To Kurnugi, land of no return, Ishtar, daughter of Sin was determined to go, The daughter of Sin was determined to go To the dark house, dwelling of Erkalla's god, To the house which those who enter cannot leave, On the road where travelling is one way only, To the house where those who enter are deprived of light, Where dust is their food, clay their bread. They see no light, they dwell in darkness, They are clothed like birds, with feathers. Over the door and bolt, dust has settled. Ishtar, when she arrived at the gate of Kurnugi, Addressed her words to the keeper of the gate,

'Here gatekeeper, open your gate for me, Open your gate for me to come in! If you do not open the gate for me to come in, I shall smash the door and shatter the bolt, I shall smash the door post and overturn the doors, I shall raise up the dead and they shall eat the living: The dead shall outnumber the living!'

The gatekeeper made his voice heard and spoke, He said to great Ishtar,

'Stop, lady, do not break it down! Let me report your words to queen Erishkigal.'

The gate keeper went in and spoke to Erishkigal,

'Here she is, your sister Ishtar … Who holds the great keppu toy, Stirs up the Apsu in Ea's presence …'

When Erishkigal heard this, Her face grew livid as cut tamarisk, Her lips grew dark as the rim of a kuninu vessel,

'What brings her to me? What has incited her against me? Surely not because I drink water with the Anunnaki, I eat clay for bread, I drink muddy water for beer? I have to weep for young men forced to abandon sweethearts. I have to weep for girls wrenched from their lovers laps. For the infant child I have to weep, expelled before its time. Go, gatekeeper, open your gate to her. Treat her according to the ancient rites.'

The gate keeper went, he opened the gate to her.

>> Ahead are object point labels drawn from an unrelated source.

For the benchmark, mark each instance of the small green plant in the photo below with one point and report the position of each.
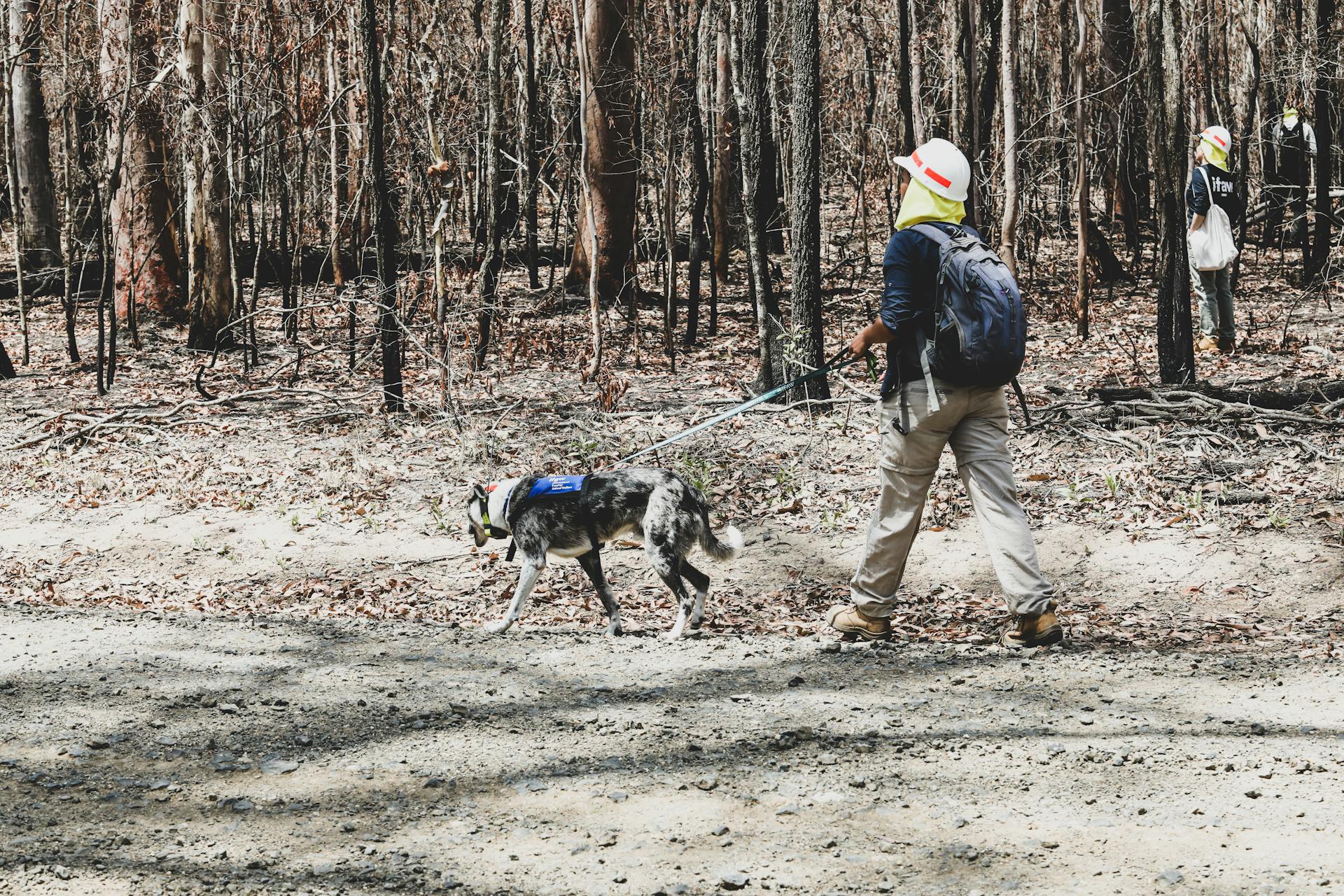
(1112, 484)
(834, 517)
(788, 477)
(1193, 500)
(585, 449)
(436, 510)
(698, 470)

'Enter my lady: May Kutha give you joy, May the place of Kurnugi be glad to see you.'

He let her in through the first door, but stripped off and took away the great crown of her head.

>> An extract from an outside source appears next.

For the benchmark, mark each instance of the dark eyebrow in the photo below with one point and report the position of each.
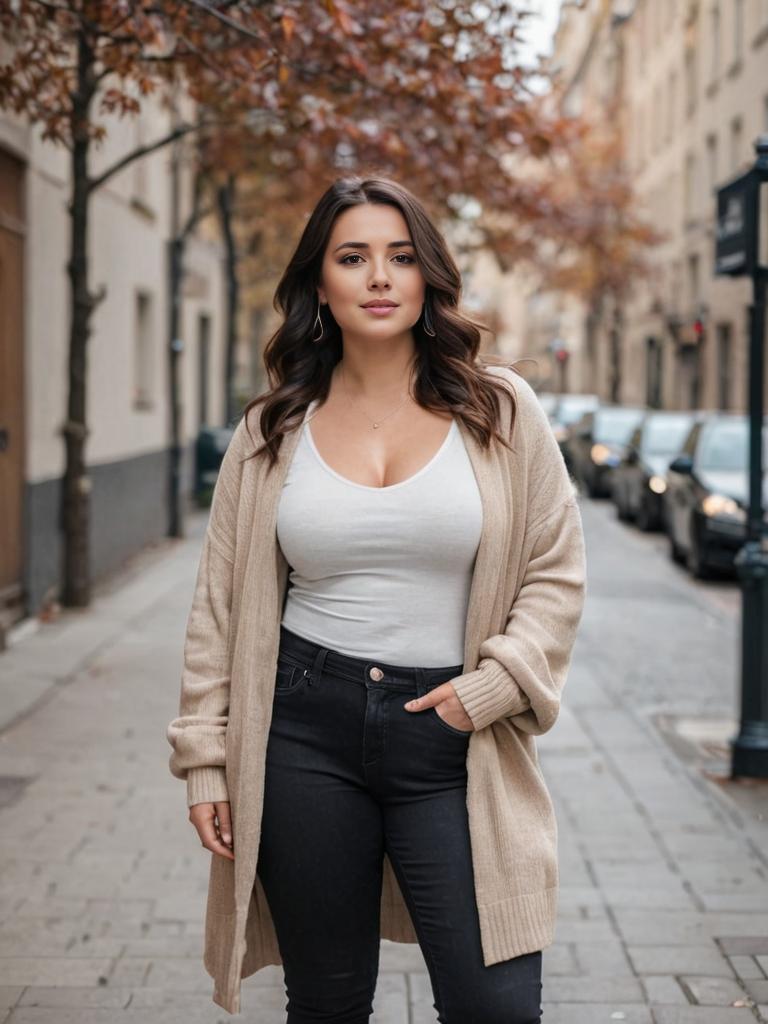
(365, 245)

'Gatekeeper, why have you taken away the great crown from my head?'

'Go in, my lady. Such are the rites of the Mistress of Earth.'

He let her in through the second door, but stripped off and took away the rings in her ears.

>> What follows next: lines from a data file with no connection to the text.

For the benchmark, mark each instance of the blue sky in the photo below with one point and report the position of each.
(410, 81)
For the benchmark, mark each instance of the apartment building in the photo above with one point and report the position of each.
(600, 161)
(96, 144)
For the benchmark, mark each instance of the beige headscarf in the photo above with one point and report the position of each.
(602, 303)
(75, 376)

'Gatekeeper, why have you taken away the rings in my ears?'

'Go in, my lady. Such are the rites of the Mistress of Earth.'

He let her in through the second door, but stripped off and took away the rings in her ears.

'Gatekeeper, why have you taken away the rings in my ears?'

'Go in, my lady. Such are the rites of the Mistress of Earth.'

He let her in through the third door, but stripped off and took away the beads around her neck.

'Gatekeeper, why have you taken away the beads around my neck?'

'Go in, my lady. Such are the rites of the Mistress of Earth.'

He let her in through the fourth door, but stripped off and took away the toggle pins at her breast.

'Gatekeeper, why have you taken away the toggle pins at my breast?'

'Go in, my lady. Such are the rites of the Mistress of Earth.'

He let her in through the fifth door, but stripped off and took away the girdle of birth stones around her waist.

'Gatekeeper, why have you taken away the girdle of birthstones around my waist?'

'Go in, my lady. Such are the rites of the Mistress of Earth.'

He let her in through the sixth door, but stripped off and took away the bangles on her wrists and ankles.

'Gatekeeper, why have you taken away the bangles from my wrists and ankles?'

'Go in, my lady. Such are the rites of the Mistress of Earth.'

He let her in through the seventh door, but stripped off and took away the proud garment of her body.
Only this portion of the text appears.